FROG : exploiting all-atom Molecular Dynamics trajectories to calculate linear and non-linear optical responses of molecular liquids within Dalton’s QM/MM polarizable embedding scheme

Quantum mechanical/molecular mechanics (QM/MM) methods are interesting to model the impact of a complex environment on the spectroscopic properties of a molecule. In this context, FROG code is a tool to exploit molecular dynamics trajectories to perform QM/MM calculations of molecular optical properties. FROG stands for 'FROm molecular dynamics to second harmonic Generation' since it was developed for the calculations of hyperpolarizabilities. These are relevant to model non-linear optical intensities, and compare them with those obtained from second harmonic scattering or second harmonic generation experiments.

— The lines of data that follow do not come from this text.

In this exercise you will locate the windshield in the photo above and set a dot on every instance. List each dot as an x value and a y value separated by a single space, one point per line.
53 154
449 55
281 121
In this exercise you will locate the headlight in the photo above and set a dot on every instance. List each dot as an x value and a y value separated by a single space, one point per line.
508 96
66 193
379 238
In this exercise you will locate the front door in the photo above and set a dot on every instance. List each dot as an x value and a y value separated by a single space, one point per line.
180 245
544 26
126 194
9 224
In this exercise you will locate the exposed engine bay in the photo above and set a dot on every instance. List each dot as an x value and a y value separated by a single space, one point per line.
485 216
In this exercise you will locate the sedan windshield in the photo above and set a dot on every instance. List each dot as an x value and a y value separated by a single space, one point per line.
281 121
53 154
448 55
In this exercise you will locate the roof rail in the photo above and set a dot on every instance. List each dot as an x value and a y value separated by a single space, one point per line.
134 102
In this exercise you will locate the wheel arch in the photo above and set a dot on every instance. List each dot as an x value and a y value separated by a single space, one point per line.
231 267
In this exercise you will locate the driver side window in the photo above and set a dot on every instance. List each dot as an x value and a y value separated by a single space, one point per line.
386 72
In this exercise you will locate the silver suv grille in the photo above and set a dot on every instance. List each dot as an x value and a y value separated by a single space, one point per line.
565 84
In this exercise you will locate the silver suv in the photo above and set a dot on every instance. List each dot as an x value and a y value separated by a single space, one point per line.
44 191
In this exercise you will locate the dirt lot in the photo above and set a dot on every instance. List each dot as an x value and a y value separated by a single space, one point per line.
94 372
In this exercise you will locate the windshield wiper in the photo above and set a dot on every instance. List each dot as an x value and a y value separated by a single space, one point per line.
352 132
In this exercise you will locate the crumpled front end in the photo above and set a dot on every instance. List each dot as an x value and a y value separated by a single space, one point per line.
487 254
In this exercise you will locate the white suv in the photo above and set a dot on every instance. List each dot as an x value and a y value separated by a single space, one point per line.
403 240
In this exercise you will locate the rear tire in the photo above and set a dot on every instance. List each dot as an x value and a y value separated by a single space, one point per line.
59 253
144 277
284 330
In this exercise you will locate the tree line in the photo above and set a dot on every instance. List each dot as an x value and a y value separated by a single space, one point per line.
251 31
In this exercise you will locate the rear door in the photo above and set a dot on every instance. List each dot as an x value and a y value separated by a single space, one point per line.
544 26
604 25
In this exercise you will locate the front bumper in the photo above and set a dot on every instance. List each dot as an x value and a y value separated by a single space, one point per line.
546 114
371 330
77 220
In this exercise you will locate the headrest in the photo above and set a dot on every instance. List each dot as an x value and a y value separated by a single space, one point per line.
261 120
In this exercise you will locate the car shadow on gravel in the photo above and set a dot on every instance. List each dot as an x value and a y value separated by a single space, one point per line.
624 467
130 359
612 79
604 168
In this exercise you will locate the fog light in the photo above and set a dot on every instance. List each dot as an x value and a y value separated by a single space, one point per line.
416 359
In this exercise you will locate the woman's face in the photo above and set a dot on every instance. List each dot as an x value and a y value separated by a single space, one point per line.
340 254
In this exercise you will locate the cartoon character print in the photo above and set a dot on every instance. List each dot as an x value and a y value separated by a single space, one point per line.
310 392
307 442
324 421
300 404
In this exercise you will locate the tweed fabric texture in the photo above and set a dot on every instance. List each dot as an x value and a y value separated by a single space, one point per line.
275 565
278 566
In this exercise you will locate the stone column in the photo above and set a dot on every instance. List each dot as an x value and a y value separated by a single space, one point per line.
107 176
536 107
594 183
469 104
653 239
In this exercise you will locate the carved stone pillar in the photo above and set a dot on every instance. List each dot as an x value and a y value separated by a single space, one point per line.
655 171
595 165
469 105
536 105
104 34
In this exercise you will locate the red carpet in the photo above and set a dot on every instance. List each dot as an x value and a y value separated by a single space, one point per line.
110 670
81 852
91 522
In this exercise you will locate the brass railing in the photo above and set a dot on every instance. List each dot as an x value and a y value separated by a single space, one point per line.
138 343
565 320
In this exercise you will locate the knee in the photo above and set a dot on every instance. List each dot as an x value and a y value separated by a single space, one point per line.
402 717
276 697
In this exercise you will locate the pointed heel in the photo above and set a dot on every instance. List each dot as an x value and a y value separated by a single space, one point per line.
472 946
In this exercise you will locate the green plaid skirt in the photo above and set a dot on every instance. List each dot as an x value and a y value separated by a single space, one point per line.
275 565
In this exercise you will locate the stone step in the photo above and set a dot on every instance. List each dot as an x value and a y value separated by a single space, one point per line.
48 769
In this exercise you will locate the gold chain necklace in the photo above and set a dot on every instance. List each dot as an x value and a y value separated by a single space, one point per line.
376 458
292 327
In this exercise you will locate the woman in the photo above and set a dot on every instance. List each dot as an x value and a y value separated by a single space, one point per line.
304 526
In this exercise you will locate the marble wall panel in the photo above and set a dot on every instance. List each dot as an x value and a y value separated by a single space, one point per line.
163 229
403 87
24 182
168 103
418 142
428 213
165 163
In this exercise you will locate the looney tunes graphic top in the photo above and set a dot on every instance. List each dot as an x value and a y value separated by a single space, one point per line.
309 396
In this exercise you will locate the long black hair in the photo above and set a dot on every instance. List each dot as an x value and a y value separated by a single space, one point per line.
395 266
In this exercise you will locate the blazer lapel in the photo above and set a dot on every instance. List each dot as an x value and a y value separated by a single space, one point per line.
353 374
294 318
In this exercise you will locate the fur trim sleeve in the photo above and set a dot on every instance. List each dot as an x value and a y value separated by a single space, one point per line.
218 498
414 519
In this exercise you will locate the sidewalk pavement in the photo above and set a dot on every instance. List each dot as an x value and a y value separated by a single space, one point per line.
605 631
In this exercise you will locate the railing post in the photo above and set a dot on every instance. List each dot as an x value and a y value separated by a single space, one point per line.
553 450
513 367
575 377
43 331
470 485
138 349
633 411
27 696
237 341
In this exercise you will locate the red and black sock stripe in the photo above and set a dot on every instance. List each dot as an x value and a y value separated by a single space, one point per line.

FROG's specificity is that it is designed to study simple molecular liquids, including solvents or mixtures, from the bulk to the surface. For the QM/MM calculations, FROG relies on the Dalton package: its electronic-structure models, response theory and polarizable embedding (PE) schemes. FROG helps with the global workflow needed to deal with numerous QM/MM calculations: it permits the user to separate the system into QM and MM fragments, to write \Dalton’s inputs, to manage the submission of QM/MM calculations, to check whether \Dalton’s calculation finished successfully, and finally to perform averages on relevant QM observables. All molecules within the simulation box and several time steps are tackled within the same workflow. The platform is written in Python and installed as a package. Intermediate data such as local electric fields or individual molecular properties are accessible to the users in the form of Python object arrays. The resulting data are easily extracted, analyzed, and visualized using Python scripts that are provided in tutorials.